Scholarship is a goal of learning
School graduation is the highlight of every school year. It is an event at every school across the country. Students are honored for their scholastic achievement. Some proud parents stand up and cheer or shout, some take pictures, some run up and down the aisles proclaiming that child as hir own. Students walk proudly with their prize in their graduation gown. Graduation celebrates scholarship. Scholarship verifies learning. Acquiring knowledge, savoring the joy of knowing, wanting to be a scholar is a goal of learning. Scholarship leads to POWER. Scholarship is attainable by all. All students are scholars. There is genius in all of us, Armstrong tells us. As scholarship becomes the focus of learning. Pradl speaks of "textual ownership," which provides a link to the theory of "anchoring authority" with the writer. One way scholars begin to take ownership and ultimately authority is when they DO it, make, construct the work, preferably on the web for public viewing. One of the marks of scholarship is making the work public, followed by peer review which then involves the learner in self assessment and more AUTHENTIC learning. The most common form of scholarship as it is practiced today is in the doctoral process. Doctoral candidates engage in extensive research, practice peer review, defend their opinions in front of a panel of experts, and finally publish their work. Why not do this in fifth grade, too? Or even PERSONAL webfolios?

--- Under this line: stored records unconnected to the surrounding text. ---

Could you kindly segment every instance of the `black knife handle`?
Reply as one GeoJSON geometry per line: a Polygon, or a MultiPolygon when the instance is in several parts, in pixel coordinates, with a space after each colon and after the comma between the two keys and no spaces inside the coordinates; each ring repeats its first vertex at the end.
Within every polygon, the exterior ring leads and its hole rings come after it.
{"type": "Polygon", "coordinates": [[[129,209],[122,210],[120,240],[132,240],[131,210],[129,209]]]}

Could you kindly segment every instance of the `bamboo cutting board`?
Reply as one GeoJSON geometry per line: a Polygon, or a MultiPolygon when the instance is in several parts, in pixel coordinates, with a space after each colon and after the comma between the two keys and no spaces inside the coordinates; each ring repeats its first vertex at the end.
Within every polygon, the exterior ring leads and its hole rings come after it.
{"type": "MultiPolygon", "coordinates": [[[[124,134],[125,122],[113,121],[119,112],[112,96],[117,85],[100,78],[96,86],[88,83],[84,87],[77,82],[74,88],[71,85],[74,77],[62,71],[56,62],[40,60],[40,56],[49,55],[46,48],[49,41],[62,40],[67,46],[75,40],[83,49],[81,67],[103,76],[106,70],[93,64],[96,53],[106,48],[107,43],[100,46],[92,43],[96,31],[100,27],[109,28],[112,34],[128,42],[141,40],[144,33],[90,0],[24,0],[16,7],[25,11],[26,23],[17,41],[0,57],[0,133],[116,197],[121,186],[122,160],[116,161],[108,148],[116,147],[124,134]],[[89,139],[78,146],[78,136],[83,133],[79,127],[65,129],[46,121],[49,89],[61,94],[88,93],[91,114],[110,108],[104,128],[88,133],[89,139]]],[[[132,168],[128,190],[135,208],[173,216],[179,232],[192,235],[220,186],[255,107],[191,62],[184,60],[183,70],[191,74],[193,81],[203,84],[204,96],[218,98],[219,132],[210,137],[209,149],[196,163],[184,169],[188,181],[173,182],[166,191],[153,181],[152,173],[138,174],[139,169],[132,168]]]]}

To help students morph into scholars, we need to begin practicing scholarship earlier. This practice begins by having the young scholars publish their work on the Internet so the COMMUNITY: peers, parents, other teachers, employers, college students, citizens, and netizens can help in the learning process. Teacher scholarship is fostered by the Carnegie Foundation, which supports Teacher Scholarship. Teacher scholarship provides teachers with the opportunity of exploring their own pedagogy to better practice in the classroom. Teacher scholarship also serves as a model to show students how to become scholars themselves. Scholars all have one thing in common: scholars make their work public. By making their work public, they are exposing their ideas and letting the public know what they think and believe. Once their work is public a DIVERSE audience has access to this work. This begins a second important facet of scholarship, peer review. Scholars exchange ideas and knowledge by reading each other's work and commenting on it. This strengthens both of the scholar's work. The third thing scholars do is to pass their work on to others by publishing. Lori notes...I shared an article that I wrote for English Journal with my students. I explained that I made my work public, it was reviewed by my peers, and now could be cited by other people writing on the topic. My students, in turn, are writing about the texts they are reading, reading what other students are writing about these texts, and then citing what they admire from one another's writing.
Setting up my homepage with Geocities a few weeks before I began my Cyber English class, allowed me to experience what my students would go through. I made the same mistakes (e.g.- coding errors) that they would make; this made it easier for me to quickly respond to constant cries of "why isn't this working?!" By practicing what we preach, teachers can act as models for our students. Teachers of writing have been talking for years about the fact that we need to write alongside our students. By doing what we ask of them, we can anticipate particular problems, propose possible solutions, and have a better understanding of the writing process. The same holds true of teaching in the Cyber English classroom.